Dumb and dumber energy plans won’t cut power bills
The stunning collapse of engineering group RCR Tomlinson, months after pocketing another $100million from investors, is the first big corporate casualty of Australia's solar energy boom. Australia's solar and wind energy potential is rich. Solar and wind technology costs are falling rapidly. Firmed up by battery or pumped hydro storage, renewables could become the mainstay of Australian electricity in decades to come.
Yet, for years to come, it is still a subsidised industry being force-fed into Australia's east coast electricity grid. Because it is so subsidised, it is prematurely ending the commercial life of Australia's coal-fired baseload power plants. But because solar energy is not 24/7 reliable, it imposes extra backup costs that are born by electricity consumers. And the wide dispersion of solar energy generation is causing all sorts of technical problems for running a traditionally centralised grid.
In South Australia, solar generated power has to be cut off at times to stabilise the grid. Energy Security Board chairman Kerry Schott told The Australian Financial Review's energy summit last month that the uncoordinated explosion of solar, notably including big new rooftop subsidies from the Victorian Labor government, was causing electricity grid "anarchy".
The RCR Tomlinson collapse is a symptom of the new phase of Australia's decade and a half of energy and climate change policy failure. After helping to end the prime ministerial careers of Kevin Rudd, Julia Gillard and Malcolm Turnbull, the two sides of politics are exhausted by the climate wars. Remarkably, the Coalition government has brandished a "big stick" to force energy retailers to cut household energy bills even as wholesale energy prices rise.

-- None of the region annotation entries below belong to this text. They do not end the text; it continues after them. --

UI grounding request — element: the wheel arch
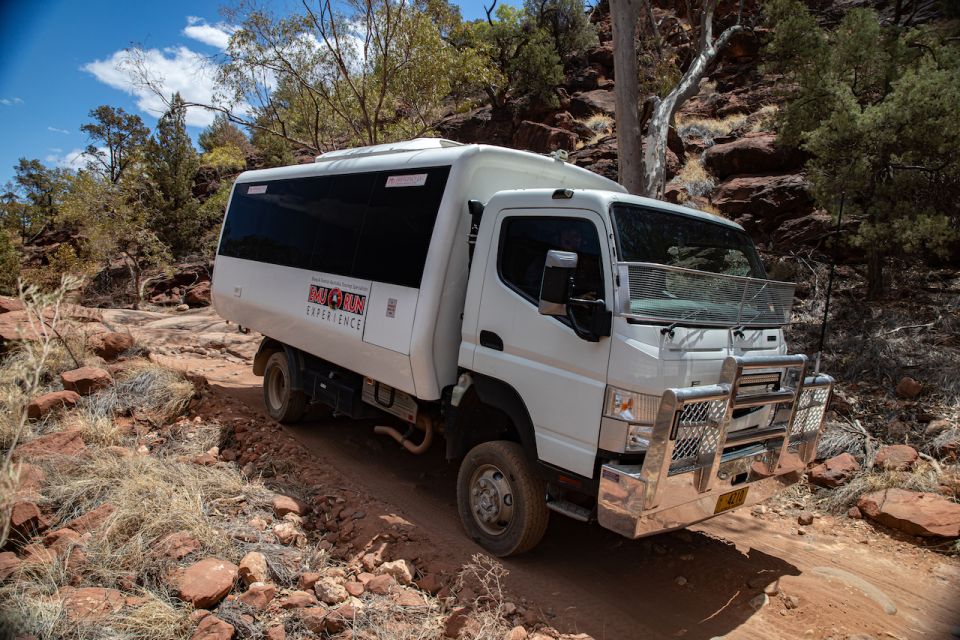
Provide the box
[253,337,304,391]
[444,373,539,462]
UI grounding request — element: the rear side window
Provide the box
[218,167,450,287]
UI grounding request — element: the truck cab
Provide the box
[451,189,832,549]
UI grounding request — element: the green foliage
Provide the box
[146,93,201,256]
[0,229,20,295]
[9,158,70,241]
[200,146,247,174]
[80,105,150,184]
[197,113,252,154]
[219,0,489,152]
[63,171,171,308]
[767,0,960,297]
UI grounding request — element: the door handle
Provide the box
[480,329,503,351]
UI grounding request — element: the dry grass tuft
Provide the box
[577,113,614,146]
[87,361,195,423]
[675,157,717,196]
[820,461,940,513]
[677,113,747,147]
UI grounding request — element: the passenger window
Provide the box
[498,217,603,304]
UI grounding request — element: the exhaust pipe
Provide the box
[373,415,433,455]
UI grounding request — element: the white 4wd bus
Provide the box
[213,139,833,556]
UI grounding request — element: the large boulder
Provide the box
[875,444,920,471]
[176,558,239,609]
[703,133,800,180]
[27,391,80,420]
[60,367,113,396]
[513,120,577,153]
[857,489,960,538]
[183,281,210,307]
[809,453,860,489]
[713,174,813,222]
[569,89,616,118]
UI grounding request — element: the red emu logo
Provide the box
[307,284,367,316]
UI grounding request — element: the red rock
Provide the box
[63,502,116,533]
[240,551,270,585]
[90,331,134,362]
[393,589,426,607]
[59,587,127,623]
[190,614,235,640]
[273,495,310,518]
[443,607,470,638]
[364,574,397,596]
[157,531,200,560]
[176,558,239,609]
[895,376,923,400]
[264,624,287,640]
[876,444,920,471]
[17,462,47,497]
[857,489,960,538]
[183,281,210,307]
[280,591,320,609]
[10,500,49,539]
[0,551,20,582]
[703,133,801,180]
[237,582,277,611]
[513,120,577,153]
[809,453,860,488]
[569,89,617,118]
[27,391,80,420]
[0,296,24,313]
[297,572,322,590]
[60,367,113,396]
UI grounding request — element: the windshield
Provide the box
[613,204,766,278]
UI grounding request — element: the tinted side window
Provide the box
[353,167,450,287]
[498,218,604,303]
[314,173,376,276]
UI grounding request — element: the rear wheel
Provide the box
[457,440,550,557]
[263,351,307,424]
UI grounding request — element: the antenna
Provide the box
[813,191,847,374]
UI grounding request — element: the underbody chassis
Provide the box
[597,355,833,538]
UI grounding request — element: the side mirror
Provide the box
[537,249,577,316]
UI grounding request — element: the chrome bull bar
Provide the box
[597,355,833,538]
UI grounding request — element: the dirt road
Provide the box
[104,311,960,640]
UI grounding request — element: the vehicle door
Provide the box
[474,209,613,477]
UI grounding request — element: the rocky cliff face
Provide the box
[439,3,830,255]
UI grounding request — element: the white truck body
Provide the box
[212,140,832,555]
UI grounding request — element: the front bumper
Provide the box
[597,356,833,538]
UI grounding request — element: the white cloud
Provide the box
[44,149,87,170]
[82,47,239,127]
[183,16,237,51]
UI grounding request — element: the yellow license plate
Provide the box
[713,487,750,514]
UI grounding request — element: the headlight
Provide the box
[627,424,653,451]
[603,387,660,428]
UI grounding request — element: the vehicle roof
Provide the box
[491,189,744,231]
[236,138,625,192]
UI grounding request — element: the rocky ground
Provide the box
[0,302,960,640]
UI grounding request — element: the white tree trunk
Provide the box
[610,0,643,193]
[640,0,744,198]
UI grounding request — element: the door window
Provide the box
[498,217,604,304]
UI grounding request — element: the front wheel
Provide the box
[263,351,307,424]
[457,440,550,557]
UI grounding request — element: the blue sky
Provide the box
[0,0,510,187]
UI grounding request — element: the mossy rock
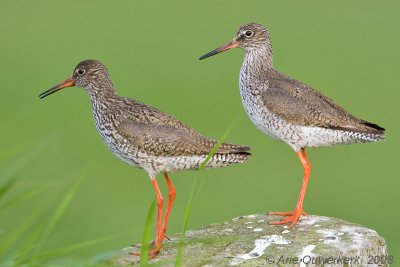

As an poll commissioned by The Australian Financial Review showed early this week 47 per cent of voters nominate cutting power bills as their priority, over 39 per cent preferring to reduce carbon emissions. The government now led by Scott Morrison is itching to exploit Labor's over-ambitious emissions reduction target – 45 per cent by 2030 along with a 50 per cent renewables target – to fight an election over power prices.
Sensing the danger, Bill Shorten's Labor now has sought to disconnect its emissions target from power bills by promising $15 billion worth of taxpayer-backed interventions to subsidise household batteries, renewable energy generation and transmission infrastructure to connect renewables to the grid. Energy company investors face being clubbed by the government's big stick or crowded out by Labor's taxpayer-funded interventions.
It is a long way from the "cap and trade" emissions trading scheme that John Howard promised at the 2007 election help the market find the least-costly ways of reducing emissions. The resulting carbon price would have been lower than the implicit carbon price embedded in the Renewable Energy Target that Tony Abbott increased when in office
But, in the meantime, Mr Rudd and Ms Gillard over-reached. And, three months ago, an internal revolt over the proposed National Energy Guarantee destroyed Mr Turnbull's leadership along with hopes for a bipartisan political consensus and hence a stable energy investment framework.
Government interventions have badly distorted the energy market, inflating the boom in industrial-scale and rooftop solar. Instead of removing distortions to allow the market to work better, both sides are imposing distortion upon distortion, price regulation and quasi-renationalisation.
Labor's new plan does include an embedded carbon price through a so-called baseline and credit scheme that would apply to the 300 biggest manufacturers, miners and LNG producers, perhaps with exemptions for emissions-intensive production exposed to foreign competition. Higher-emitting plants, factories and mines would be required to buy carbon permits from relatively lower-emitting ones. That would provide the market signals to reward lower-carbon production over higher-carbon output.
Coalition policy previously has included the option for such a scheme. Yet the rest of Labor's plan is so dominated by more heavy-handed subsidies and a recklessly ambitious emissions reduction target to be considered any better than the Coalition's.